Nigel Farage {above) could trigger the departure of under pressure Theresa May who could be forced out of office within weeks. Credit: Shutterstock.com

Support for the newly formed Brexit Party, led by the former U.K. Independence Party member Nigel Farage, has piled more pressure on British Prime Minister Theresa May as Conservative Party support in the upcoming European Parliamentary election hemorrhages.

Opinion polls are consistently showing the Conservative Party in third place behind the Brexit and Labour parties, while in some polls the Tories have slipped below the Green Party and Liberal Democrats to fifth.

Latest polls, the average of a number of surveys, show that the Brexit Party is in the lead at 30 percent while the Labour Party is the closest at 22 percent, with the Tory vote collapsing to just 12 percent. Some polls show that Labour and the Brexit Party very close – within 2 percentage points of each other, but all polls show the Tories lagging hopelessly behind the leading pair.
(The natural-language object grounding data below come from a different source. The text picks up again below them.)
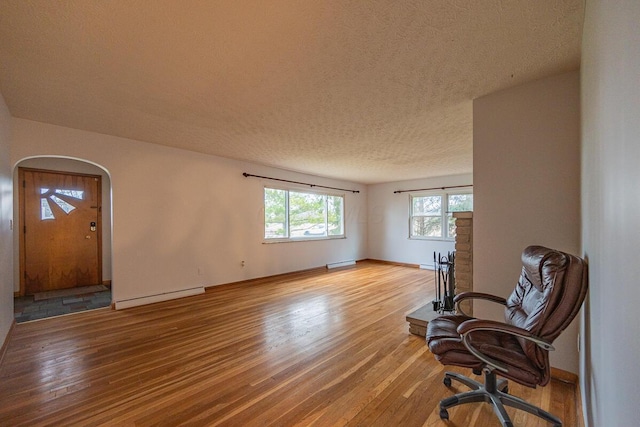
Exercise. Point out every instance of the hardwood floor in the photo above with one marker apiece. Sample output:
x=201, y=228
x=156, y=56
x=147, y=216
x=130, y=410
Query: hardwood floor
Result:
x=313, y=348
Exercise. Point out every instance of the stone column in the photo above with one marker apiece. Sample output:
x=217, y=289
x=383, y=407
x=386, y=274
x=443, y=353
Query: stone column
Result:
x=464, y=257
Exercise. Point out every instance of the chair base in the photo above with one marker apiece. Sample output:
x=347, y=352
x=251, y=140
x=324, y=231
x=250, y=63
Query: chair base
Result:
x=494, y=392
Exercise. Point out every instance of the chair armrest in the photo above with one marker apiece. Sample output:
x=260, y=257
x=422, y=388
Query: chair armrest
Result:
x=470, y=326
x=476, y=295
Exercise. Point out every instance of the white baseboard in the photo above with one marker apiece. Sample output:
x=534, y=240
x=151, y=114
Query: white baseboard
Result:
x=134, y=302
x=340, y=264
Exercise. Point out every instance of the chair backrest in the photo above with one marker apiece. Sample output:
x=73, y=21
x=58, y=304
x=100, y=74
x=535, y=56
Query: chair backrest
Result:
x=549, y=294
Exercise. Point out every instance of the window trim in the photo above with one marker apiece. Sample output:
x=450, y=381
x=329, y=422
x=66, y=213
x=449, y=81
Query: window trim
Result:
x=445, y=214
x=295, y=189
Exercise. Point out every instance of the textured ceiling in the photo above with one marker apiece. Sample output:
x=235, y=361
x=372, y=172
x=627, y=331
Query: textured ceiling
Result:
x=366, y=91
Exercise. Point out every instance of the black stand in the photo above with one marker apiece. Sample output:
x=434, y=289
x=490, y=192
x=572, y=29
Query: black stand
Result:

With no sign that May has garnered enough support to revisit Parliament with her withdrawal deal for a fourth time, pressure is mounting on the Prime Minister to resign. That pressure intensifies with every negative poll. And there is also some confirmation that cross-party talks have failed this week. Boris Johnson, the leading Conservative contender to replace May as Prime Minister, announced in the midst of those talks that he would rip up any deal May and Labour concluded. Therefore, it is difficult to see which way May can turn at this point.


If Brexit has been in a state of volcanic chaos since December 2018, it has now settled into a state of Pompeiian paralysis, with the protagonists petrified in a mire of their own making.

European Parliamentary elections starting on 23 May could yet unplug the Vesuvian dam, but it remains unlikely that Theresa May will see out the next few weeks as the party leader with the clamor for her resignation now apparently reaching its climax.